Locate the bank interest rates and any relevant information on your bank account statement. If you are comparison shopping, you may request a prospectus from other financial institutions.

Use the interest calculation "I=PRT" if you know the principal, rate and time of the bank account. The amount of money deposited is the principal. The rate is the bank interest rates you found in Step 1. Finally, time is the number of years for which your principal is earning interest.

Plug each individual amount into the calculation noted in Step 2. For example, let's say you have deposited a principal of $4,500 into a bank account that pays 9.5 percent interest, and you plan to leave the principal in the account for six years. The resulting calculation would be I=(4,500)(9.5)(6). When calculated, the bank interest over that period of time would be $2,565.

Modify the bank interest rate calculation if your bank account statement or prospectus notes the interest rate in days. In the "Time" section of the calculation, note the number of days over 365. For example, if you deposited $4,500 into a bank account with an annual interest rate of 9.5 percent but only left the money in the account for 45 days, the calculation would be: I=(4,500)(9.5)(45/365).

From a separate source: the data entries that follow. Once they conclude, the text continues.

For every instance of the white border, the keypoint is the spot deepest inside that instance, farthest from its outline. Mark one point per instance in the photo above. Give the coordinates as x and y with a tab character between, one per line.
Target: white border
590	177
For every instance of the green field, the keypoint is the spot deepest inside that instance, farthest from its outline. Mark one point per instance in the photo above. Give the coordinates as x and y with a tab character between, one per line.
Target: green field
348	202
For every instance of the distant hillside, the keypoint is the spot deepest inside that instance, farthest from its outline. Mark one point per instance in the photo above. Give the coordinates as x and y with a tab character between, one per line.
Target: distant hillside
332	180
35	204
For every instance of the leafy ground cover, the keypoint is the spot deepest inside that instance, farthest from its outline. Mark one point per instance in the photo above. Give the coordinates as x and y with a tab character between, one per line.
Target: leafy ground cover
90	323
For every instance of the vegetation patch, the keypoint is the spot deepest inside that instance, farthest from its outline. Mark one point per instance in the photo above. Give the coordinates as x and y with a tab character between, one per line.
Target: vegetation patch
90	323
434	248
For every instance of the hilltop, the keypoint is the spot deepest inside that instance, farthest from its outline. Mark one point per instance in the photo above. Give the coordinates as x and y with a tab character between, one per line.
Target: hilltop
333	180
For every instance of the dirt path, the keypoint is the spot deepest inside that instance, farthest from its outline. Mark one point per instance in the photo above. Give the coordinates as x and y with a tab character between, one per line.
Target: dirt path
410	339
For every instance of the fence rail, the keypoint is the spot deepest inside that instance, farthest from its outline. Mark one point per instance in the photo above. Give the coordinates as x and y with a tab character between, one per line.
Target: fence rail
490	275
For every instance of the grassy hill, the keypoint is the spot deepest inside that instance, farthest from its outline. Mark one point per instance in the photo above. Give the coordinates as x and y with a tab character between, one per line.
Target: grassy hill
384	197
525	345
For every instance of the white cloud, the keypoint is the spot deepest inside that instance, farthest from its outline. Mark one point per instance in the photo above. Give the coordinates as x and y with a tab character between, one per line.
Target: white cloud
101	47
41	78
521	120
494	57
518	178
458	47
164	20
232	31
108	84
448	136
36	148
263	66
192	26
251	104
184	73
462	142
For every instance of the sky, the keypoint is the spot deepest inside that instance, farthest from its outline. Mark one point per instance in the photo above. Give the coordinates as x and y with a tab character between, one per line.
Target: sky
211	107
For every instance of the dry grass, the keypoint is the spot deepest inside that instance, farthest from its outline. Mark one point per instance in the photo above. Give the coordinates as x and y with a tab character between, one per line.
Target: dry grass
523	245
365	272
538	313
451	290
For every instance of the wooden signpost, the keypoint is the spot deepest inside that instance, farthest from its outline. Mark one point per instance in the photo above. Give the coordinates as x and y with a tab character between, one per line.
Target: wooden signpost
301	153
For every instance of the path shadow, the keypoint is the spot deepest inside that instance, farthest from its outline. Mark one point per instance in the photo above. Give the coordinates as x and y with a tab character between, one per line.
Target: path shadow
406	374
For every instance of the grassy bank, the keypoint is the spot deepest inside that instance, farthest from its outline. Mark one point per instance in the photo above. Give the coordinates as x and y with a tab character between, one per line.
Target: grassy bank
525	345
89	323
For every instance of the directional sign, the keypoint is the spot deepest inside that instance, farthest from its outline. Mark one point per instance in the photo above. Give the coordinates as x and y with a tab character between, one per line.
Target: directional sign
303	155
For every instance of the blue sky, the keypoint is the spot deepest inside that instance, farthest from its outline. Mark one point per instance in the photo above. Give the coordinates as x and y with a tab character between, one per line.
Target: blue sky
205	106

Note that in comparing rates, you should see how often a bank compounds interest. If you have $1,000 deposited in a three-year term at an interest rate of 5 percent compounded annually, your second year's interest would be based on a principal of $1,050, and your third year's interest on a principal of $1,102.50. Some banks compound as frequently as daily or monthly. To make sure you are doing apples-to-apples comparisons, look for the APY or annual percentage yield of the CD or bank account. (A link to a compound interest rate calculator is listed in Resources below.)

Consult online resources such as BankRate (see Resources) when comparing bank interest rates. Such sites aggregate data from a variety of financial institutions to save consumers from having to calculate interest rates on their own.